(New York) Plus d’un mois après l’immobilisation du Boeing 737 MAX, l’heure est au premier bilan pour American Airlines et Southwest : grosses clientes de cet avion, elles ont dû annuler des milliers de vols, réorganiser des services et leur rentabilité en a souffert.

La facture est salée et devrait dans la meilleure des hypothèses s’élever à 350 millions de dollars cette année pour American Airlines, forcée vendredi de revoir à la baisse ses ambitions financières pour 2019.

« Nos prévisions à court terme sont affectées par l’immobilisation au sol de la flotte des 737 MAX, qui ont dû être retirés de notre programme de vol jusqu’au 19 août », a déclaré le PDG Doug Parker.

American Airlines a toutefois réaffirmé son soutien à Boeing, écartant toute idée de remplacer ses 737 MAX par des Airbus.

C’est aussi le cas de Southwest, qui exploite 34 exemplaires et attend une livraison de 41 unités supplémentaires cette année.

Les dirigeants de la compagnie aérienne font valoir que leur récente visite en Europe pour voir l’A220, un avion construit par Airbus et plus petit que le 737 MAX, était « prévue de longue date ».

« En déduire que cette visite suggère que nous voulons passer de Boeing et du MAX à [Airbus et l’A220] n’est pas vrai », a déclaré jeudi à des journalistes, lors d’une conférence téléphonique, Gary Kelly, le PDG. « Nous n’avons en projet que d’accroître notre flotte avec des MAX ».

Contrairement à leur homologue Oscar Munoz, le PDG d’United Airlines, MM. Parker et Kelly ne dissimulent pas pour autant leur frustration vis-à-vis de Boeing.

« Nous ne sommes pas contents de cette situation.
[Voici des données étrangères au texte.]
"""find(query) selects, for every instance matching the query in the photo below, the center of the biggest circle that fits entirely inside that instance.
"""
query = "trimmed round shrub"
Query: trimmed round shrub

Qui le serait ? », a fulminé Gary Kelly. « Bien évidemment que nous ne sommes pas contents et personne ne l’est », s’est emporté Doug Parker.

Angoisse des passagers

Les autorités de l’aviation civile à travers le monde ont cloué au sol mi-mars la flotte des 737 MAX après un accident d’un appareil de ce type, le 737 MAX 8, exploité par Ethiopian Airlines le 10 mars au sud-est d’Addis Abeba ayant fait 157 morts.

Cet accident était survenu quelques mois seulement après celui de Lion Air ayant entraîné la mort de 189 personnes.  

Le système anti-décrochage de l’avion, le MCAS, a été mis en cause dans les deux tragédies.

Boeing travaille actuellement sur une mise à jour de ce logiciel, nécessaire avant une éventuelle levée de l’interdiction de vol.

American Airlines a dû annuler 1200 vols prévus sur ses 24 737 MAX au premier trimestre pour un coût de 50 millions de dollars et a déprogrammé tous les autres vols prévus jusqu’au 19 août, soit 115 vols par jour.  

Southwest a pour sa part annulé plus de 10 000 vols au premier trimestre — un record depuis le troisième trimestre 2001 affecté par les attaques du 11-Septembre —, en raison non seulement du 737 MAX mais aussi d’un conflit social et des tempêtes dans certaines régions aux États-Unis.  

Résultat : le bénéfice net a chuté de 16 % à 387 millions de dollars.

Le transporteur a suspendu en outre tous les vols programmés sur ses 34 737 MAX jusqu’au 5 août.

Au-delà des tracas financiers, les deux compagnies aériennes rencontrent d’autres désagréments.  

American Airlines a dû trouver en urgence des places à 700 000 passagers affectés par le MAX et changer les emplois du temps des personnels navigants à la dernière minute.

« Nos équipes des services réservations et relations-clients travaillent sans arrêt et sont obligées de faire des heures supplémentaires pour répondre aux besoins des passagers », a confié Doug Parker.

« Le quotidien est fait d’annulations ou retards de vols, de changements d’appareils, de modifications d’itinéraires, de volumes d’appels élevés dans nos centres d’appels, de coûts de logistique et de demandes liées à l’immobilisation du 737 MAX », a déploré Michael Van de Ven, le numéro 2 de Southwest.

Plus grave, l’angoisse des passagers aux aéroports, avance M. Van de Ven.

Southwest, qui anticipe une désaffection momentanée pour le 737 MAX, a commencé à effectuer des enquêtes de satisfaction auprès de ses clients et est en train de plancher sur une offensive marketing afin de rassurer le grand public sur la sécurité de l’avion.

Boeing devrait éponger cette ardoise, estime un grand nombre d’experts, qui anticipent des indemnisations à plusieurs milliards de dollars pour les compagnies affectées.

« Ce sont des choses dont nous discuterons en privé avec Boeing », avance Gary Kelly.